The pathogenesis of acne is not known, but recent studies of non-Western populations have suggested a possible role for dietary factors, including the glycemic load, Dr Smyth said.
At 12 weeks, the mean decrease in total acne lesion count was ?23.5 in the low-glycemic-load group versus ?12.0 in the control group. Weight was reduced by 2.9 kg and increased by 0.5 kg, respectively, and body mass index decreased by 0.92 kg/m2 and increased by 0.01 kg/m2, respectively. Patients assigned to the low-glycemic-load diet also had a larger improvement in insulin sensitivity.
This may mean that nutrition and lifestyle-related factors play a role in acne onset.
SYDNEY, Australia—Most patients coinfected with HIV and acute hepatitis C virus (HCV) achieve a viral load of <50 copies/mL after 24 weeks of treatment with pegylated interferon alfa-2a and ribavirin, according to data released at the International AIDS Society Conference on HIV Pathogenesis, Treatment, and Prevention.
Gail Matthews, MB, ChB, of the National Centre in HIV Epidemiology and Clinical Research, University of New South Wales, Sydney, and coinvestigators administered the drug combination to 18 patients coinfected with HIV and acute HCV.
After 24 weeks of treatment, 89% of the patients had an HCV viral load <50 copies/mL (ie, an undetectable level). The sustained virologic response rate was 72%.
Dr Matthews said that the findings, although preliminary, are encouraging, given that HIV-positive patients with concurrent acute HCV infection are less likely to spontaneously clear the virus than patients without HIV.In addition, HIV-positive patients with acute HCV infection who progress to chronic HCV infection are usually less responsive to treatment and are more likely to develop liver disease.
LONDON, England—Perhaps not surprising, electronic smog generated by office equipment, including computers and printers, exposes workers to an increased risk of respiratory disease, according to new research published in Atmospheric Environment (2007;41:5224-5235).
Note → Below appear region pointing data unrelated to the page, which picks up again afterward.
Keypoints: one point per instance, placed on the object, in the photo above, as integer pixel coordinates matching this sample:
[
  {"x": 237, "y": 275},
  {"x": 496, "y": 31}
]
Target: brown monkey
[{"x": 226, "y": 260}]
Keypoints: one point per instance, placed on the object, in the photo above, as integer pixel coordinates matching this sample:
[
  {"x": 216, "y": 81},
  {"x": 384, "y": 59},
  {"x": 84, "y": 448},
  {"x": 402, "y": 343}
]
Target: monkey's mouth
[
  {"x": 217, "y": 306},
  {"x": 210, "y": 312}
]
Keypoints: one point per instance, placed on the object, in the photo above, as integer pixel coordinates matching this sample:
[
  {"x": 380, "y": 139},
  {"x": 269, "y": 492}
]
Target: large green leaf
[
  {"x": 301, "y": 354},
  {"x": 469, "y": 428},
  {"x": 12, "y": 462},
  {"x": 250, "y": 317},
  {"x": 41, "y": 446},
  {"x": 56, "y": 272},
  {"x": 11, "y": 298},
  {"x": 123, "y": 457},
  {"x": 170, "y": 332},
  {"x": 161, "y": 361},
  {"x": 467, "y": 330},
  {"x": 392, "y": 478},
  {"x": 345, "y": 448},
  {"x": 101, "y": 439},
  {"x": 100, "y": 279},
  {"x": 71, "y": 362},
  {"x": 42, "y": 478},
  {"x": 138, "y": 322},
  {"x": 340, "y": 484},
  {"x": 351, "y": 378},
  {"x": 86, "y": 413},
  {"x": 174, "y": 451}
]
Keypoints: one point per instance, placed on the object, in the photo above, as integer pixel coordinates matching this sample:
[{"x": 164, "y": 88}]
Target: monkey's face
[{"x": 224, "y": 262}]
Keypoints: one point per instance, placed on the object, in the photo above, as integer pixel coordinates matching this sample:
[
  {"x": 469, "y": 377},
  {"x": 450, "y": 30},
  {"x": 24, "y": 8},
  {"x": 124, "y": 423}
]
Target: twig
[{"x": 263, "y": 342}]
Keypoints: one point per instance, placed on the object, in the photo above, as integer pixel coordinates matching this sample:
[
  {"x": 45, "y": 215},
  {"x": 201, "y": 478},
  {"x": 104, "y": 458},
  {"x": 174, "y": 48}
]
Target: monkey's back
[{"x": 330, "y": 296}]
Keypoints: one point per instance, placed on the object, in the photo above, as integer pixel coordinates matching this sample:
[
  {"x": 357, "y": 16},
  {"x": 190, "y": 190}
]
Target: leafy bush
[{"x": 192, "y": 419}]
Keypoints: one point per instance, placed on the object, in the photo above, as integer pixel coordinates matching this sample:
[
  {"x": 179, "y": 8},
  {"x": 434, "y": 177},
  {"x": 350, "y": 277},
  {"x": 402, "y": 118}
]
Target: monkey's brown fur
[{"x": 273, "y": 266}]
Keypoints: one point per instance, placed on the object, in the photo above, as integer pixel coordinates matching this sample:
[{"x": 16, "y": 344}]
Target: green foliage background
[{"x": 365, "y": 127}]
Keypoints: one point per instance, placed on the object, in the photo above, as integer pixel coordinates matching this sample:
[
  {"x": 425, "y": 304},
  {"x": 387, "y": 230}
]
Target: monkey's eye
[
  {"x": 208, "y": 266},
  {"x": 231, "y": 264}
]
Keith Jamieson, Dip.AAS, BSc(Hons), of the Imperial College Center for Environmental Policy in London, and colleagues examined why office workers complain of asthma, influenza, and other respiratory diseases after spending long periods working with electronic equipment.
They found that the electronic fields emitted by office equipment charge minuscule particles in the air, such as viruses, bacteria, allergens, and highly toxic pollutants. The electrical charge causes the tiny particles, which are constantly airborne, to adhere to lung and respiratory tract tissue, which leads to infection. Ensuring that electronic devices are grounded may help reduce the health risk.
Future research should address whether electromagnetic radiation from mobile phone masts and Wi-Fi systems confers the same risks.